Ilustración ©️Javier Serrano, 2020
Hay en mi memoria un camino que une las entrañas aéreas de un cubo de granito, el laberinto ocre de una mina romana a cielo abierto y el pasadizo angosto y declinante de una tumba inmortal. Por dentro, en mitad de la noche, me demoro en la ensoñación de esos lugares cuyo tacto aún perdura, mientras en el papel y en la pantalla sólo soy capaz de agrupar unas pocas pistas alrededor de tres nombres invencibles: el Escorial, las Médulas, Dahshur.1. Escorial
Media docena de veces recorrí, por los tejados del monasterio escurialense, el camino que arrancaba de la Torre de Mediodía y, tras avanzar sobre el alero del Patio de los Evangelistas, escalaba un sendero breve de pizarras hasta adentrarse en el Cimborrio por una abertura de paso algo angosto, pero practicable.
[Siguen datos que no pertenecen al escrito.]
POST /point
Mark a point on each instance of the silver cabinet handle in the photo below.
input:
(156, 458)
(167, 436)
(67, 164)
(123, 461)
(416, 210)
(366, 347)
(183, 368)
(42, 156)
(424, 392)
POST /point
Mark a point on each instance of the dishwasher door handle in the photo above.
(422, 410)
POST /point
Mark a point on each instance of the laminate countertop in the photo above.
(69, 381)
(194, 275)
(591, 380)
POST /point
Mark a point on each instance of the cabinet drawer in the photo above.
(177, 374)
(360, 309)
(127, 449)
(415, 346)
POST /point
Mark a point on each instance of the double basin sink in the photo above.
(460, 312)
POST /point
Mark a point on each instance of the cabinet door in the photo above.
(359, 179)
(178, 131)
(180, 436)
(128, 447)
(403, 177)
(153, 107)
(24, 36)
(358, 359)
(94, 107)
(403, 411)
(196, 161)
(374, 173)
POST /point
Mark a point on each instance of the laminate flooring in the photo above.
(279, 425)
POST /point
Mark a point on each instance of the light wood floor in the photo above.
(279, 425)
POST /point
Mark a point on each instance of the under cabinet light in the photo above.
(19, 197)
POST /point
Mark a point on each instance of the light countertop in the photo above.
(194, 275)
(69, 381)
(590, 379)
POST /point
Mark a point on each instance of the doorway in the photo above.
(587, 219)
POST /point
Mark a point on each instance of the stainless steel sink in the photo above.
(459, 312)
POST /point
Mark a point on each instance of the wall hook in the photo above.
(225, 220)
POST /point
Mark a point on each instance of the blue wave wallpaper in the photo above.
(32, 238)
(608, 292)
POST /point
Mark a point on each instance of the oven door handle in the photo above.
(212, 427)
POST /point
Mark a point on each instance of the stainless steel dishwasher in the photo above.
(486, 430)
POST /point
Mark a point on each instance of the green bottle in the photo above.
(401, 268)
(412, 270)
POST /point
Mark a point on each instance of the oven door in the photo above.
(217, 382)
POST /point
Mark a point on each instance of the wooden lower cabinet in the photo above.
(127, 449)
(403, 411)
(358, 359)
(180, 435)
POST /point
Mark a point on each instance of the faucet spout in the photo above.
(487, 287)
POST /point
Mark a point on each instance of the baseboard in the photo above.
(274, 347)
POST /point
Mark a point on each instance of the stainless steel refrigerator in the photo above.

Una vez aclimatados los ojos a la penumbra, la ruta proseguía, ya holgadamente, con el completo recorrido del perímetro de la basílica a través de las muy amplias cornisas superiores. Había una obligatoria parada justo tras la obra excelsa del retablo mayor en la que se ponía de relieve el trampantojo de los tamaños bien distintos de las imágenes del último cuerpo. La alucinada travesía se prolongaba luego hasta alcanzar la parte interior de la fachada del Patio de Reyes. Allí un ventanuco cerrado por una celosía verde permitía calibrar a ojo desnudo la dimensión de las figuras bíblicas y la verdad del dicho: «Seis reyes y un santo salieron de este canto y aún sobró para otro tanto». El retorno de aquella excursión, en la que casi siempre hice de cicerone, solía discurrir entre parabienes y agradecimientos. Pero recuerdo de modo especial la ocasión aquella en que tuve por compañía a un poeta, hoy por completo y acaso injustamente olvidado, y que, al concluir la caminata y tratando de recobrar el resuello, me miró con inmensa ternura y me dijo: «Voy a soñar con esto mientras viva». Sabrás que a mí, querido amigo Rafael Duyos, después de tanto tiempo, aún me pasa.